Ich habe mir erlaubt
dazu folgende Schreiben als Ablichtungen beizufügen:
-Schreiben vom 21 Juli
2008 an den amerikanischen Präsidenten, George W. Bush
-Schreiben vom 2.
Februar 2009 an den amerikanischen Präsidenten, Barak Obama
-Schreiben vom 31 Juli
2009 an die Britische Botschaft
Diese Schreiben können
zu einem besseren Verständnis des Gesamtzusammenhanges dienen.
Während meines Studiums
in Frankreich wurde im Januar 1963 der deutsch-französische
Freundschaftsvertrag zwischen dem ersten Präsidenten der V. Republik,
Charles de Gaule, und dem deutschen Bundeskanzler, Konrad Adenauer,
geschlossen, mit dem Frankreich und Deutschland neue Wege beschreiten
wollten. Die Gegner dieses Vertrages formierten sich schnell, besonders
die amerikanische Politik ließ ihre Ablehnung deutlich erkennen. Die
Kritik steigerte sich zuweilen bis ins Maßlose. Kommentatoren schreckten
nicht davor zurück, Charles de Gaule in die Nähe Hitlers zu rücken.
In Zusammenhang mit dem
deutsch- französischen Vertragswerk ist ein Ereignis besonders
bemerkenswert. Der Vertrag wurde mit einem feierlichen Gottesdienst in
der Kathedrale zu Reims besiegelt, dem Ort, wo traditionsgemäß die
französischen Könige gekrönt wurden. Das war auch eine Absage an
tragende Elemente der Französischen Revolution.
Die gegenwärtige
europäische Verfassung, der so genannte „Lissabon- Vertrag“ weist in
eine andere Richtung. Er trägt den Stempel der Französischen Revolution
mit ihren negativen Auswirkungen.
Eine Errungenschaft der
Französischen Revolution verdient Anerkennung, sie hat einen
entscheidenden Anstoß zur Verwirklichung des demokratischen
Verfassungsstaates gegeben. Die Beseitigung absolutistischer Gewalten
war und ist eine Notwendigkeit. Das gilt für Staatsformen, Konfessionen
und die Errichtung wirtschaftlicher und politischer Eliten.
Eine andere
Errungenschaft der Französischen Revolution hat unheilvolle Folgen in
der Geschichte nach sich gezogen. Der Nationalstaat wurde zum Gott
erhoben, womit eine Abkehr vom universalen Staatsgedanken des
Mittelalters einherging.
Der dynastische Friede
des Wiener Kongresses 1815 hat Europa einhundert Jahre vor einem
flächendeckenden Massenvernichtungskrieg bewahrt. Der nationalstaatlich
begründete Friede parlamentarischer Demokratien 1919 hat zwanzig Jahre
später Europa in die größte Katastrophe seiner Geschichte gestürzt.
Protestantisch
orientierte Romantiker wie Novalis haben die Abkehr vom universalen
Staatsgedanken des Mittelalters nicht nur bedauert, sondern abgelehnt.

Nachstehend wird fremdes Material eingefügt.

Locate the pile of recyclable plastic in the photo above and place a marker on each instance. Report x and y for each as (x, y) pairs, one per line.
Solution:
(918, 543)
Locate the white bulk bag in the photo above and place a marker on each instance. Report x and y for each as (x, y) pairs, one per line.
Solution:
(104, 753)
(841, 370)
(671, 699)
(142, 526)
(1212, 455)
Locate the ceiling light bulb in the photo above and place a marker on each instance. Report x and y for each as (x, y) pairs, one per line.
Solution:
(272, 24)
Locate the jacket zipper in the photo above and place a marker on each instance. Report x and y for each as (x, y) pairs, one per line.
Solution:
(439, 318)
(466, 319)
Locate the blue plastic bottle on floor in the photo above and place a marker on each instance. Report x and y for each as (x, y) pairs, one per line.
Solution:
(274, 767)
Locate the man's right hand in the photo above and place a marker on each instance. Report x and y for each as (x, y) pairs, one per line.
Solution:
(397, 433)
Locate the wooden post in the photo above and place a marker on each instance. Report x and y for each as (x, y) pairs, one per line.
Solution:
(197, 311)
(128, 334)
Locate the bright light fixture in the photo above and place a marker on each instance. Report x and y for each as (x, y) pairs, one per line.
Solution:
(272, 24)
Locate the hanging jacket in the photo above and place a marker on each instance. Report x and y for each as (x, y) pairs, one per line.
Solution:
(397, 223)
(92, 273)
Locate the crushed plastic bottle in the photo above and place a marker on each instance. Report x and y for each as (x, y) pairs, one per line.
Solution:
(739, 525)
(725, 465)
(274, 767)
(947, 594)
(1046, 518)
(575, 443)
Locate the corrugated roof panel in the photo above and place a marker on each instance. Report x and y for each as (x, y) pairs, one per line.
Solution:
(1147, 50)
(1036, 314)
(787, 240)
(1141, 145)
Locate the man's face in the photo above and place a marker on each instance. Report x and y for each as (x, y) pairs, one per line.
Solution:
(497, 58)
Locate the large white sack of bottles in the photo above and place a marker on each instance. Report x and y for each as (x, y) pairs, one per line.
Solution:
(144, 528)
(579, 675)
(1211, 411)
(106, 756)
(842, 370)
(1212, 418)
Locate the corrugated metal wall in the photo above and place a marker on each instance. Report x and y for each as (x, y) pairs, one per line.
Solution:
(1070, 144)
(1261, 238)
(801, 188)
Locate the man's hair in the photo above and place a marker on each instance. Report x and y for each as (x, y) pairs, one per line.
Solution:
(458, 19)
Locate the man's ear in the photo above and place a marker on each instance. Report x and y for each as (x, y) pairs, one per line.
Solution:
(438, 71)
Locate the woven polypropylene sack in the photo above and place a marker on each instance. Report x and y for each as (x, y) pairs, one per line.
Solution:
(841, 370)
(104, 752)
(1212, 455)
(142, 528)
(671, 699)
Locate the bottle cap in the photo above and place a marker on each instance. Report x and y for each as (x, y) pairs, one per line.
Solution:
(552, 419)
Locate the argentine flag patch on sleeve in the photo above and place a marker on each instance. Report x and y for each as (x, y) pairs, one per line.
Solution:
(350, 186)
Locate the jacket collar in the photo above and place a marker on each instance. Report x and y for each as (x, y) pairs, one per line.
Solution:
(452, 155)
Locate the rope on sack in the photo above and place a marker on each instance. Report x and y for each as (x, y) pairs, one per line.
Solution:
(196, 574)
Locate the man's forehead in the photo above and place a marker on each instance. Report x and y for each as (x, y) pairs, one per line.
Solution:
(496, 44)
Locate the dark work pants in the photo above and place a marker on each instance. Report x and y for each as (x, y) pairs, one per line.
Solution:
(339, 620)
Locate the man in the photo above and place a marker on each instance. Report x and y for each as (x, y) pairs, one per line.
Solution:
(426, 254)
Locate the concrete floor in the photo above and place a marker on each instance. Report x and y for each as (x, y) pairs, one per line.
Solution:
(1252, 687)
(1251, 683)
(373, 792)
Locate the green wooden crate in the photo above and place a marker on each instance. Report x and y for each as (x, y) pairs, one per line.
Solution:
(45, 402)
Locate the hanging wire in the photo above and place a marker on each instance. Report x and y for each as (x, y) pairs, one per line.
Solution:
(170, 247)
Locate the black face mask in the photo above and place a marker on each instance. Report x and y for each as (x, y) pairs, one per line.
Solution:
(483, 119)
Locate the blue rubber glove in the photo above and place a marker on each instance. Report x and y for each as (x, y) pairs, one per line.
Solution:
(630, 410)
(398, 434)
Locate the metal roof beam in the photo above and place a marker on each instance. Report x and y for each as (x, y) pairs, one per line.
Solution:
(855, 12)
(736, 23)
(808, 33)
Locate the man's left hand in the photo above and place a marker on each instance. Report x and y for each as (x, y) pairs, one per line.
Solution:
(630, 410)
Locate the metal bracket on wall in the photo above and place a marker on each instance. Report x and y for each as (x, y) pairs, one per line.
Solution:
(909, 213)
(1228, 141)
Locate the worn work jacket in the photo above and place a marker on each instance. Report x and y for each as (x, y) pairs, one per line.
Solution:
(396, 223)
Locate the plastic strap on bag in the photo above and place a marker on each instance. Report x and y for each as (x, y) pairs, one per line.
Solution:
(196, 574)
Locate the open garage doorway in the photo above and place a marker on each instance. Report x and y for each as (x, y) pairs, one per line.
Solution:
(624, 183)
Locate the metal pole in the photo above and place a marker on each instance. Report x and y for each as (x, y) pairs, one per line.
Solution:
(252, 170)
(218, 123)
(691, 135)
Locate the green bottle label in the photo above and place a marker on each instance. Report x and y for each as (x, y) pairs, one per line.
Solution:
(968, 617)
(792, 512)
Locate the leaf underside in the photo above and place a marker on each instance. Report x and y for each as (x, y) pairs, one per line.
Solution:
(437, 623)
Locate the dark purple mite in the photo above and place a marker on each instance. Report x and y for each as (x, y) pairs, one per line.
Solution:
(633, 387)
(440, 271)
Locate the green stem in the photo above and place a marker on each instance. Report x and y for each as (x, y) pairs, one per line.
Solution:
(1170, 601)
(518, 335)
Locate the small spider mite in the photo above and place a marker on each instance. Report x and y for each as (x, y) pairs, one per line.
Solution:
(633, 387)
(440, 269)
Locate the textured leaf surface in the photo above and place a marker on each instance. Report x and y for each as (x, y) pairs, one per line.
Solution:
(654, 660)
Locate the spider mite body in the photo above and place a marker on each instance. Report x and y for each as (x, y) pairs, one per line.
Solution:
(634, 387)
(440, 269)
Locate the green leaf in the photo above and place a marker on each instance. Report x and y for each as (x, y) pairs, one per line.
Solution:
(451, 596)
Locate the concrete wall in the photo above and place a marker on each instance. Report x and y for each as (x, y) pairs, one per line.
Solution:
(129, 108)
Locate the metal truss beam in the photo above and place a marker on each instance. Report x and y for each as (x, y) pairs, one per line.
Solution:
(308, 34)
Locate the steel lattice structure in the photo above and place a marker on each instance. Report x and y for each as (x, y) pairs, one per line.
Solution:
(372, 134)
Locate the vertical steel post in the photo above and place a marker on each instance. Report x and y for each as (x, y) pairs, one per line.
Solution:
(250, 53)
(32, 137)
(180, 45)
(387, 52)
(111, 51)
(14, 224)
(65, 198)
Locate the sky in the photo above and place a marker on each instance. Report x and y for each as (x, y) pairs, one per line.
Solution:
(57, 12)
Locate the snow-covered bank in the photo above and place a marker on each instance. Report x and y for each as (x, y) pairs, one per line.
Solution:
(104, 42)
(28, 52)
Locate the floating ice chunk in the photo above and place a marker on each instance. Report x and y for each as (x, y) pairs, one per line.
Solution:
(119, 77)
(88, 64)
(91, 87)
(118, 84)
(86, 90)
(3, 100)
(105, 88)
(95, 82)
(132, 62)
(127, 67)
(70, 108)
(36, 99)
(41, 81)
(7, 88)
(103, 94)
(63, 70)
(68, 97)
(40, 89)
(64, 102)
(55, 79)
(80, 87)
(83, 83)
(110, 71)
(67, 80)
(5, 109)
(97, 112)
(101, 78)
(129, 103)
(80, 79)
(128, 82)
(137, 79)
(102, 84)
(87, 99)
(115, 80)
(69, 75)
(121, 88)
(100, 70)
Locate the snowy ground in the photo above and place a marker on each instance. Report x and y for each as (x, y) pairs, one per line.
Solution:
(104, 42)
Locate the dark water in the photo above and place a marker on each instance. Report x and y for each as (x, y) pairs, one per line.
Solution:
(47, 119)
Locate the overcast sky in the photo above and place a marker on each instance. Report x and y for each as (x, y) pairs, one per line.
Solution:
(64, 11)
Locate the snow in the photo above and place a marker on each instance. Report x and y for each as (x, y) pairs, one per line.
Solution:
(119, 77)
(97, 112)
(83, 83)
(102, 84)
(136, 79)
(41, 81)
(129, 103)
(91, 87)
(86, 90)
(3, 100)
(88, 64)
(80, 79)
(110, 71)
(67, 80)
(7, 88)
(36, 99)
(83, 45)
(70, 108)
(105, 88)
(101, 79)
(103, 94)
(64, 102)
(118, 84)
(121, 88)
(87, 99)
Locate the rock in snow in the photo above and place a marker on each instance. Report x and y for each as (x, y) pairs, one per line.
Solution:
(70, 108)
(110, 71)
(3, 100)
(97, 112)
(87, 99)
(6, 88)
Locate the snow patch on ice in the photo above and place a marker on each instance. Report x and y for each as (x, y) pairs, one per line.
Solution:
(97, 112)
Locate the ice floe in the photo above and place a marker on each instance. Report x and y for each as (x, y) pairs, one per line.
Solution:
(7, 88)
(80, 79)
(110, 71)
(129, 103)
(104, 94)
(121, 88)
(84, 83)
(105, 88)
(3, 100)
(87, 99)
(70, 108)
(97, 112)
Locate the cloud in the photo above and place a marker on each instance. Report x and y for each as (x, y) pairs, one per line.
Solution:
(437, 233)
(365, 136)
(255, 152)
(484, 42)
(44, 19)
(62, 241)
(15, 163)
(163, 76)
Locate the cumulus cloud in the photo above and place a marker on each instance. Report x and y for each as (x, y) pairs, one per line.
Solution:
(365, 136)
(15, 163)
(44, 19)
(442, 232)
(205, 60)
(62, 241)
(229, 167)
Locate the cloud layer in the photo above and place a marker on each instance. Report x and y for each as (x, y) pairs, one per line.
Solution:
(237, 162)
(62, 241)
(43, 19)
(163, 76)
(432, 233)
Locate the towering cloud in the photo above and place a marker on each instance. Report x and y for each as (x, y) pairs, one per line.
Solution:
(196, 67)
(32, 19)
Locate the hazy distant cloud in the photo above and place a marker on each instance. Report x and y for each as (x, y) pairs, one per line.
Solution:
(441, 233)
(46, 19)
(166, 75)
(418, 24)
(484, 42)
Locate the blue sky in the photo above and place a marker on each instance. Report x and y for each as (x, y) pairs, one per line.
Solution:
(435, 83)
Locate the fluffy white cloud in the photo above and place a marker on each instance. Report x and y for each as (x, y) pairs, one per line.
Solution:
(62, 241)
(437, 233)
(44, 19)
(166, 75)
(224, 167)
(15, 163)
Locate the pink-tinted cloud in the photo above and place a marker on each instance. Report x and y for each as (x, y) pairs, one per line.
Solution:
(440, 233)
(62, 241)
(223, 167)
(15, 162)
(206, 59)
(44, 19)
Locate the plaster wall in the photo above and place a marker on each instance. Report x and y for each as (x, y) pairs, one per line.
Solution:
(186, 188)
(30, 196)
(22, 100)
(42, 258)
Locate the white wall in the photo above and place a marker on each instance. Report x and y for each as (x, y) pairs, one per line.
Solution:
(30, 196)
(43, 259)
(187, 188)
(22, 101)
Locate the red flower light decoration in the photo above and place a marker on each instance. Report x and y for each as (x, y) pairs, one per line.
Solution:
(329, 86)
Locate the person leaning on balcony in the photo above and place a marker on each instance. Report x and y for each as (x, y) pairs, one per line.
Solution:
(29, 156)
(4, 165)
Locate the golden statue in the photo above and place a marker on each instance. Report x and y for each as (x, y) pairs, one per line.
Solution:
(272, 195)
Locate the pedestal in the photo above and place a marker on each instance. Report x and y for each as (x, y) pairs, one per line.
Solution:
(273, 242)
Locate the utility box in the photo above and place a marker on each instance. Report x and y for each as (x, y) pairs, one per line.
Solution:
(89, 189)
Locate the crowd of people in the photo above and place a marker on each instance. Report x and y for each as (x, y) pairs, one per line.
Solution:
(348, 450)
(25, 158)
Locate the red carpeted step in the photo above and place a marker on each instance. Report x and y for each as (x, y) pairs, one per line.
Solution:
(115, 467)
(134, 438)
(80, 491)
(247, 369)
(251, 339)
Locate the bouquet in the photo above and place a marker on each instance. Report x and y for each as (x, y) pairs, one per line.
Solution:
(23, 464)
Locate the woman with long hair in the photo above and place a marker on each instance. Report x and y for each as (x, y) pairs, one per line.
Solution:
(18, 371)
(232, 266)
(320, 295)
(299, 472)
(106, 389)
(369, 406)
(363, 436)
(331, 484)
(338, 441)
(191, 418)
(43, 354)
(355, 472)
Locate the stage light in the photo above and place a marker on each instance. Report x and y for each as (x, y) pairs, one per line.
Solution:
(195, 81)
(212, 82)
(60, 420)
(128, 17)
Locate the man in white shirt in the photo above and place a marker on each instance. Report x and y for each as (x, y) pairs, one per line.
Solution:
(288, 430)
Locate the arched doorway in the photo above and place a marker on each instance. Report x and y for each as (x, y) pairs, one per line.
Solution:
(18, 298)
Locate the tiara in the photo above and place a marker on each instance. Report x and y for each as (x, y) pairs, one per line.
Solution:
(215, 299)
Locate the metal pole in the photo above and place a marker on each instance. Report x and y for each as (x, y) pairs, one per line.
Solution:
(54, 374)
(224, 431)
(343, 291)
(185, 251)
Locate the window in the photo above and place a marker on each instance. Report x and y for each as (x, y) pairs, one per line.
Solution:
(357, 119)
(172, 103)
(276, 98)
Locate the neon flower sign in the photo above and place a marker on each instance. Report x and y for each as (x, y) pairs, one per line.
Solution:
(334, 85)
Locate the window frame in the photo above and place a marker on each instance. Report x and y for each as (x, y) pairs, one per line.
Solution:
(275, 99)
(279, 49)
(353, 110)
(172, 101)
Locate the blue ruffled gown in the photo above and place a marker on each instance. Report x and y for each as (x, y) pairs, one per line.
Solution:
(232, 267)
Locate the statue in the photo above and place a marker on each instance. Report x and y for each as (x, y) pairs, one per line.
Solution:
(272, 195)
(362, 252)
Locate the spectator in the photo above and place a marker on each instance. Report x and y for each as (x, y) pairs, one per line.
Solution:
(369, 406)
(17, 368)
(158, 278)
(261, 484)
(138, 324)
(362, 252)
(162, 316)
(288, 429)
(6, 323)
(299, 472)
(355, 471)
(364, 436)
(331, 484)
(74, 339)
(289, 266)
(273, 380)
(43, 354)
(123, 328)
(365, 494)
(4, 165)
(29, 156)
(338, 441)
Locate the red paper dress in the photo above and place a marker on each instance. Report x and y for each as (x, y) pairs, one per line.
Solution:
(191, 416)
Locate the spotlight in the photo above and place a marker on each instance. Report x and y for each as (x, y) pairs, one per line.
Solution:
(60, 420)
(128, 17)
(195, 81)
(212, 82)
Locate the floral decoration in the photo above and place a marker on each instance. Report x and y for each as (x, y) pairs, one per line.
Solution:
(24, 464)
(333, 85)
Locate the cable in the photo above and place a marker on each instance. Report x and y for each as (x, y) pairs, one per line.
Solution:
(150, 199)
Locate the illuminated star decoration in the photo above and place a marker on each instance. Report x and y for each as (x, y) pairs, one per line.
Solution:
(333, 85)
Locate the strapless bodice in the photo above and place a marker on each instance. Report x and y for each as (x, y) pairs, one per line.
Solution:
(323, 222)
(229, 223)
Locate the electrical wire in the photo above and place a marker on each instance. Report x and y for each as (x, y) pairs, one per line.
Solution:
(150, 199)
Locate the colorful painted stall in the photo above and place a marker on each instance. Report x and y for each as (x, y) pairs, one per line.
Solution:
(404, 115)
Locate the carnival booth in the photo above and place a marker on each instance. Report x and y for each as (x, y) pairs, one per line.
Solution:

Der Philosoph Hegel wollte sich hier nicht festlegen.
Oliver Cromwell war zur
Zeit seiner Herrschaft an den Großen Kurfürsten von Brandenburg Preußen
herangetreten mit dem Vorschlag, ein organisatorisches, protestantisches
Gegenstück zur katholischen Kirche zu schaffen. Kurfürst Friedrich
Wilhelm hat das abgelehnt, obwohl selbst streng reformatorisch gesonnen.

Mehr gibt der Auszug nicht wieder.